A simple blood test can help identify individuals most at risk of developing neurological symptoms of Alzheimer’s disease, according to new research led by University of Pittsburgh School of Medicine scientists.
“By using blood measures that define signs of amyloid pathology and neurodegeneration we can identify who is going to decline fastest and should be prioritized for intervention,” said Dr. Thomas Karikari, assistant professor of psychiatry at the University of Pittsburgh.
The study, published recently in the journal Nature Communications, builds on Karikari’s earlier work with his former colleagues at the University of Gothenburg, Sweden. Their previous research, published a little over a year ago, showed that this new blood testing method could selectively detect a protein called brain-derived tau, or BD-tau, and identify signs of Alzheimer’s-associated neurodegeneration.
The latest research showed that including BD-tau in a diagnostic panel of blood biomarkers can help identify which individuals are most at risk for Alzheimer’s-associated dementias and memory loss, giving doctors the opportunity to effectively tailor therapies to each patient’s prognosis.
To diagnose Alzheimer’s disease, neurologists rely on a panel of blood-, spinal fluid- or brain-imaging-based biomarkers in addition to performing neurological examinations. Detecting amyloid plaques and the phosphorylated form of tau tangles – abnormal proteins that accumulate in the brain – has, in recent years, become a reliable way to identify two out of the three components of Alzheimer’s pathology.
The third component – markers of Alzheimer’s neurodegeneration – has proven more challenging to detect. Many proposed markers of neurodegeneration can be imprecise: For example, blood levels of neurofilament light, an indicator of nerve cell damage, become elevated in Alzheimer’s disease, Parkinson’s and other dementias, rendering it less useful when trying to differentiate Alzheimer’s disease from other neurodegenerative conditions.
In the new study, which included healthy participants as well as patients admitted to memory clinics in Norway, Sweden and Spain, Karikari and his team found that people whose blood samples were positive for phospho-tau and BD-tau and had high levels of amyloid in their brains had the fastest cognitive decline compared to patients who had signs of amyloid pathology but no detectable BD-tau presence.
In addition, unlike neurofilament light, levels of which naturally increase in blood with age, BD-tau levels were not associated either with age or race, and not affected by poor kidney function or diabetes, making it a more reliable option for screening patients across a wide health spectrum.
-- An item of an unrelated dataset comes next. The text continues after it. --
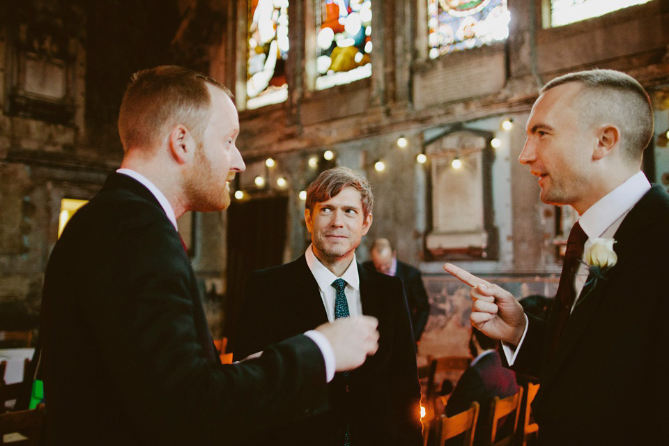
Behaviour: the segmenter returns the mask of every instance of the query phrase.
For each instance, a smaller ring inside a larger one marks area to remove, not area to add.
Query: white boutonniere
[[[613,250],[615,243],[615,240],[613,238],[589,238],[585,242],[583,263],[587,266],[590,280],[585,282],[584,288],[590,286],[590,289],[585,295],[579,298],[577,304],[587,297],[598,282],[606,279],[606,272],[618,261],[618,256]]]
With the new arrival of anti-amyloid therapies, that knowledge is critical. In order for the newly FDA-approved drugs to succeed, they must be given early in Alzheimer’s progression, making it increasingly more important to easily and quickly identify patients who may not yet be noticeably symptomatic.
“Clinicians are looking for ways to ethically select patients who are most likely to benefit from therapies that are still scarce and tightly regulated,” Karikari said. “Right now, we are focused on integrating these biomarkers into the clinic and understanding how they can affect clinical decision making.”